Cryptocurrency giant Coinbase has received a payments license from Singapore’s central bank.

The license from the Monetary Authority of Singapore (MAS) will let Coinbase provide digital payment token services to individuals and institutions in the Southeast Asian city-state, according to a Monday (Oct. 2) company blog post.

The move comes as several crypto companies look to Singapore to expand their business amid an industry crackdown in the United States. In the blog post, Coinbase called Singapore a “priority market” for the company.

“From our initial involvement in the Lion City, we’ve identified Singapore as a vital market for Coinbase,” the post said. “The nation’s progressive economic strategies and approach to regulation sync well with our global mission and objectives.”

A quarter of Singaporeans think of crypto as the future of finance, while 32% either own or have owned cryptocurrency, according to the post. The country is also home to more than 700 Web3 firms, “making it a pivotal market for the growth of the crypto and Web3 economy.”

Coinbase — along with fellow crypto exchange Binance — was sued in June by the U.S. Securities and Exchange Commission (SEC) over a host of alleged securities law violations.

As PYMNTS wrote soon after, the SEC has determined that “pretty much every crypto token outside of bitcoin, all 25,000-plus of them, can be defined as a security and should therefore be regulated by the agency.”

Rather than going token by token, the report added, “the SEC is going right for the jugular and targeting the major players that facilitate the exchange and trading of digital assets, as well as the sector’s on-and-off ramps to traditional financial ecosystems.”

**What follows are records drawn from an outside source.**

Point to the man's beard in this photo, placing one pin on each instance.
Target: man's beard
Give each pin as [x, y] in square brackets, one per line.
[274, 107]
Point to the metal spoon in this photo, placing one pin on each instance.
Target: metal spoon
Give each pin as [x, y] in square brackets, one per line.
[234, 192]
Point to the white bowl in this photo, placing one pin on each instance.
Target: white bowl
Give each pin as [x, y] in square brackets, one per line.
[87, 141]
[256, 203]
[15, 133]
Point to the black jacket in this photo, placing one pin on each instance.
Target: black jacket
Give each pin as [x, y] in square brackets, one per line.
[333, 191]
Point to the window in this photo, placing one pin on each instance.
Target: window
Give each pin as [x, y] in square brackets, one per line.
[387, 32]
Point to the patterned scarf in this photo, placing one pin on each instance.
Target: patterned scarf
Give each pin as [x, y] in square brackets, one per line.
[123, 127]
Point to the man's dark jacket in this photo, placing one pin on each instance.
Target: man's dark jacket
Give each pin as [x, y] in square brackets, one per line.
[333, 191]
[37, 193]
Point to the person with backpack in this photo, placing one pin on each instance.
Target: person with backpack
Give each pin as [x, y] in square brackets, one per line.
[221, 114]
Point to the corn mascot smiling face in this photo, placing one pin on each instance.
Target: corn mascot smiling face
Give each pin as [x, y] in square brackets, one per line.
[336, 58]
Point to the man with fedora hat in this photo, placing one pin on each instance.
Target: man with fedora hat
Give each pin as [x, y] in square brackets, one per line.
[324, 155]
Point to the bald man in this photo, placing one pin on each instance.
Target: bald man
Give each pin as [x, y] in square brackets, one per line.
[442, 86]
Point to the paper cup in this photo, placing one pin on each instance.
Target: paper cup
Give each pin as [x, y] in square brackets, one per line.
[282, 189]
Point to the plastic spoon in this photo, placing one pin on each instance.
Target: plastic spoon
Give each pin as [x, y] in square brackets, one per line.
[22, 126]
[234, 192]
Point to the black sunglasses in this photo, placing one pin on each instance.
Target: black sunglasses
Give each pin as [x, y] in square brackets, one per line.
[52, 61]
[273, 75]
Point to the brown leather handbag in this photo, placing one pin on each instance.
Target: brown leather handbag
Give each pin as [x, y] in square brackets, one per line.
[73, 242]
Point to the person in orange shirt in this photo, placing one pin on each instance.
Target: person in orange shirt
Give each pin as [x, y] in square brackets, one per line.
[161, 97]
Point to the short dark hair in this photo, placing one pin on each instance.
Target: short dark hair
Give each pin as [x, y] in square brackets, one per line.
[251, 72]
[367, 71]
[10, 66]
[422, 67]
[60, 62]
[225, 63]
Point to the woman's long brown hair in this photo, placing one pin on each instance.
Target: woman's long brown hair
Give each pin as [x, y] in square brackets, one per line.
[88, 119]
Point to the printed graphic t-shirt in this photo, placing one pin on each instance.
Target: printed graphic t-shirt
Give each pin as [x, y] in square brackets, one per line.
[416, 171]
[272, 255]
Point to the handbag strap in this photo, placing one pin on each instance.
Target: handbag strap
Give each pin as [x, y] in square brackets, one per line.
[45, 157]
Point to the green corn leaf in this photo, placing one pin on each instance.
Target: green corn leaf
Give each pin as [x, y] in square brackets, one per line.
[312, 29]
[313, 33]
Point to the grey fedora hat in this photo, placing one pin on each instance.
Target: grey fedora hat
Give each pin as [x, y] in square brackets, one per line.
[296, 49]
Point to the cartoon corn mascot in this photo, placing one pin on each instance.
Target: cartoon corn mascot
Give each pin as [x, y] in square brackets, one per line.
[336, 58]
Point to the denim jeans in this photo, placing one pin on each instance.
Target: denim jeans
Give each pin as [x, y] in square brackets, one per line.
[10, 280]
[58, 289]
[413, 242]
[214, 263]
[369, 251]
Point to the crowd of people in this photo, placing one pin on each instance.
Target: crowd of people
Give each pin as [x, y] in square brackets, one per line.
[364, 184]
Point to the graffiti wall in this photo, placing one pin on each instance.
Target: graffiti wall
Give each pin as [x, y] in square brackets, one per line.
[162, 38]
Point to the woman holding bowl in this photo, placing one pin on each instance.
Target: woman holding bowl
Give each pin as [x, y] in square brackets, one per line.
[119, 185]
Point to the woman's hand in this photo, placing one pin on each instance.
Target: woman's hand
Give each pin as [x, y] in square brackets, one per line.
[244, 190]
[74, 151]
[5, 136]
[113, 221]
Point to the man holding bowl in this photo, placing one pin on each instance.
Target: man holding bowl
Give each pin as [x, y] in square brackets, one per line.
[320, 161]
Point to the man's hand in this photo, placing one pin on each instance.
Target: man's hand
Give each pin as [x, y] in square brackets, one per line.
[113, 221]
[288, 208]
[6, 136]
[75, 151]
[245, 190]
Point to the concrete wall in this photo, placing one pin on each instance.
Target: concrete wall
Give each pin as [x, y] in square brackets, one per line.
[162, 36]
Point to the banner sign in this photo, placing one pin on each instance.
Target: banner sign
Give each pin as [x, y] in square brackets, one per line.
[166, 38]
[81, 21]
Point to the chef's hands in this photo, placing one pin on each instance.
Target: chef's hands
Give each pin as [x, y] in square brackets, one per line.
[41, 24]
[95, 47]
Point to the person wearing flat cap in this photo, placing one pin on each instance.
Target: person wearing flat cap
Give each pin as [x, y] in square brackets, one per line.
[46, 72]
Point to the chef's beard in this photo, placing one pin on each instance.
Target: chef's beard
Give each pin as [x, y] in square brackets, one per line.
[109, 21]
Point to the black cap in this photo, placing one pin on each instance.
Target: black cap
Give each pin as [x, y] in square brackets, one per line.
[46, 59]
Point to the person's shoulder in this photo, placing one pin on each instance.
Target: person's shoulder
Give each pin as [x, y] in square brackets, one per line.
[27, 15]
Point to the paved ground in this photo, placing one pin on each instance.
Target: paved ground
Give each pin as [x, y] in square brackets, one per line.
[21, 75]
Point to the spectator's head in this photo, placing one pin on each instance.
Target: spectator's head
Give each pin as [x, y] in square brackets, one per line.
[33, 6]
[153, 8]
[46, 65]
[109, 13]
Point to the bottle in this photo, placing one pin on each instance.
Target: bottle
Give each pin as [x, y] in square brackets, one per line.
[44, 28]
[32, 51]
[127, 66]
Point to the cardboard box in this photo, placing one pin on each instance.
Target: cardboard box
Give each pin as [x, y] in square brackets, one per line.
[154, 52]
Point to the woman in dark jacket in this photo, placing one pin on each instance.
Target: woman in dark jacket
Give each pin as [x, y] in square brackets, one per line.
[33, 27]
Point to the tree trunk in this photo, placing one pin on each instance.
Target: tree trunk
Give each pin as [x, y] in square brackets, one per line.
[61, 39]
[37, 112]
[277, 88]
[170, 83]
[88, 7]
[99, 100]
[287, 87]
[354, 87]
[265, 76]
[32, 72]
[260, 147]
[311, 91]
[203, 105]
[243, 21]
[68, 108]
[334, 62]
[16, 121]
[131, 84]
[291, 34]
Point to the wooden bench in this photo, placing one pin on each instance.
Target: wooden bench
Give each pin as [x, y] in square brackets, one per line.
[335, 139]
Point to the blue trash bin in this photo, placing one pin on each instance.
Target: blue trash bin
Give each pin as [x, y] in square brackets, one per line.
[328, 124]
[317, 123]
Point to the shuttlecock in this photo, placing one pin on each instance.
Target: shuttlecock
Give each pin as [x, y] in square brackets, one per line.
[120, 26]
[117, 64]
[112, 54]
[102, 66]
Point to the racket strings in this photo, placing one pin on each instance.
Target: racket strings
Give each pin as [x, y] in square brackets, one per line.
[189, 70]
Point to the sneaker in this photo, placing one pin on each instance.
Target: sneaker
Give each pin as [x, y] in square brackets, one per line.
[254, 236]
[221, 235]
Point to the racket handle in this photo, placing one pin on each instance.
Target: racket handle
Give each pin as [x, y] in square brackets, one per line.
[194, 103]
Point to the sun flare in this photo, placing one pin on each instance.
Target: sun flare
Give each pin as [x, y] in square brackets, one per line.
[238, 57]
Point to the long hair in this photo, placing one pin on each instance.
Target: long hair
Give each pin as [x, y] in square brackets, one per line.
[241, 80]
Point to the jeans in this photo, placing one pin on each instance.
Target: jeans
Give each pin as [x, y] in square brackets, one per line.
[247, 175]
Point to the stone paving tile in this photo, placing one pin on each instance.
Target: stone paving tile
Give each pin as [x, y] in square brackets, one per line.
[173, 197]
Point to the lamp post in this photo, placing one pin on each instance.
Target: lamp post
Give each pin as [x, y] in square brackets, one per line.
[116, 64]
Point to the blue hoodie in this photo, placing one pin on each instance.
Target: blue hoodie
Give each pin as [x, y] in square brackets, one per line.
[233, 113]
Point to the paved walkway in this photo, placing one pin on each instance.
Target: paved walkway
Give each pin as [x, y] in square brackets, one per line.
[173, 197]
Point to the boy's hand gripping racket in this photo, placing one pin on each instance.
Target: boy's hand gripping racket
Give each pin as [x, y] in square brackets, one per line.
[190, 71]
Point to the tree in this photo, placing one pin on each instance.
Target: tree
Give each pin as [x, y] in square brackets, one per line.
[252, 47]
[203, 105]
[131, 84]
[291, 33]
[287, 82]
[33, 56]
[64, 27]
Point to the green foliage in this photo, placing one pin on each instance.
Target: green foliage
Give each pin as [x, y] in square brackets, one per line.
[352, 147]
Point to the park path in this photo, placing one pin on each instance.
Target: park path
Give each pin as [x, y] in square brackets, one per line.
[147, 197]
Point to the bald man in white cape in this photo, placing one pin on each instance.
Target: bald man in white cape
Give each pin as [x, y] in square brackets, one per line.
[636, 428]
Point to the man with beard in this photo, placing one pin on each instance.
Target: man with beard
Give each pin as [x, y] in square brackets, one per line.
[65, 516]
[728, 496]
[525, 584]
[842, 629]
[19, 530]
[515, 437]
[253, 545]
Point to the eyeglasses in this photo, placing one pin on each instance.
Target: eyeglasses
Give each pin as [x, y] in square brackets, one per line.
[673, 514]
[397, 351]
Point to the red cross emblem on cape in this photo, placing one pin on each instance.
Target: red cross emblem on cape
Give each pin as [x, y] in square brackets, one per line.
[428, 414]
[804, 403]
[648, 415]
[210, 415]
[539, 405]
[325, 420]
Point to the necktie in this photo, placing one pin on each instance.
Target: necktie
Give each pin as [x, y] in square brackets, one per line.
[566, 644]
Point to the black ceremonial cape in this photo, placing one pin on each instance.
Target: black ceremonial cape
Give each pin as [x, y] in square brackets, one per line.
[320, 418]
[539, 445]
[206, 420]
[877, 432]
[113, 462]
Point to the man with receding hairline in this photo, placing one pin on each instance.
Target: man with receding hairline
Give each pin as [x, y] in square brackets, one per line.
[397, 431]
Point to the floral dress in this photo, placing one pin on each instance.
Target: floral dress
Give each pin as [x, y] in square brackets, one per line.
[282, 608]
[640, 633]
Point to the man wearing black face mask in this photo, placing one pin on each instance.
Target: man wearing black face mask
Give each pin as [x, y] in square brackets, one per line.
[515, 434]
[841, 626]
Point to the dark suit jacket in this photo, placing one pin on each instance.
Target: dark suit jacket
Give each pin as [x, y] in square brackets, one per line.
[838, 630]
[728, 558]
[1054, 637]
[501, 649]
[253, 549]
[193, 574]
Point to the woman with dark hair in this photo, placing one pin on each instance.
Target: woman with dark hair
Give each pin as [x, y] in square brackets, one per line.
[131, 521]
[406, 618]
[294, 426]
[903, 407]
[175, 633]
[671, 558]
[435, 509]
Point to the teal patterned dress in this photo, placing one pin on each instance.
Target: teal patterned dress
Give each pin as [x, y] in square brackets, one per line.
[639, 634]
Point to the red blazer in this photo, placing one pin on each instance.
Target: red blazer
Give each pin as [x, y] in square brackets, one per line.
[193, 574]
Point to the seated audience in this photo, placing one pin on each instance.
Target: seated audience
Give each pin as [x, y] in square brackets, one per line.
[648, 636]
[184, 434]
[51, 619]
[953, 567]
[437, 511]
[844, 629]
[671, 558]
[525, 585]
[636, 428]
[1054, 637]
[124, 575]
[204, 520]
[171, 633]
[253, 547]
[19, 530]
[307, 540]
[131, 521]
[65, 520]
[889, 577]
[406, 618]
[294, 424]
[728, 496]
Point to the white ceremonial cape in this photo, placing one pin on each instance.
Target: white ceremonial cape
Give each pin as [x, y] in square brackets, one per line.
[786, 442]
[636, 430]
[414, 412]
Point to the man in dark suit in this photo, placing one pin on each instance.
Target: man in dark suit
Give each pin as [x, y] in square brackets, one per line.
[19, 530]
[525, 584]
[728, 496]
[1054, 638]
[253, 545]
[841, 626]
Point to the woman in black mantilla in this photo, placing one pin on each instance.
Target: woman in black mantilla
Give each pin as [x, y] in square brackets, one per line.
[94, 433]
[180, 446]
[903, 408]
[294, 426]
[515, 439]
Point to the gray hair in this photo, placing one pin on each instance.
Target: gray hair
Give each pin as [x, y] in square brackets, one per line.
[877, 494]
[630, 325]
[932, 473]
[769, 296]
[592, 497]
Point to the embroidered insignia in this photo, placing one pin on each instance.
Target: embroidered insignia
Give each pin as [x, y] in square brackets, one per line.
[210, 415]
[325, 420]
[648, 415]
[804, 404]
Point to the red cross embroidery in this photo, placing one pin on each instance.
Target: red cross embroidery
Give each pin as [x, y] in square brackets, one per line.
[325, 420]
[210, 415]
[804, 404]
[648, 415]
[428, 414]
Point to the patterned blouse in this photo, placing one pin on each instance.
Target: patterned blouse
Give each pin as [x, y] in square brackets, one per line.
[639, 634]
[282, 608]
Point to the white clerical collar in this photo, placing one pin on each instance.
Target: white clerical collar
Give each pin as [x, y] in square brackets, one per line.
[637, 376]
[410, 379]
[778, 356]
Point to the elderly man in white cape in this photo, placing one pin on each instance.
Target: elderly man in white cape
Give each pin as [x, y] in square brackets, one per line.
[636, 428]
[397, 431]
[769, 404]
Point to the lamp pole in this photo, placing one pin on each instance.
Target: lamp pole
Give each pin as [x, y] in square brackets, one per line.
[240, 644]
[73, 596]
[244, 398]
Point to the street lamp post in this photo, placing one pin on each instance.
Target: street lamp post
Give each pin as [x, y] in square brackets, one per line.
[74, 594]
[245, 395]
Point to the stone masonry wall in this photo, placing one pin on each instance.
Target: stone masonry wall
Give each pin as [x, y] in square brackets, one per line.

Against this backdrop, PYMNTS wrote, Hong Kong, the United Kingdom, the European Union and Singapore “are all increasingly being viewed as attractive jurisdictions by crypto players, given the hostile landscape in the U.S.”

For example, Ripple CEO Brad Garlinghouse said at the Token2049 conference in Singapore last month that his company plans to hire 80% of its employees from countries he argued are better than the U.S. at regulating cryptocurrency.

“It’s super frustrating that you see markets like we have here in Singapore … where the governments are partnering with the industry, and you’re seeing leadership providing clear rules, and you’re seeing growth,” Garlinghouse said at the time. “And frankly that’s why Ripple is hiring there.”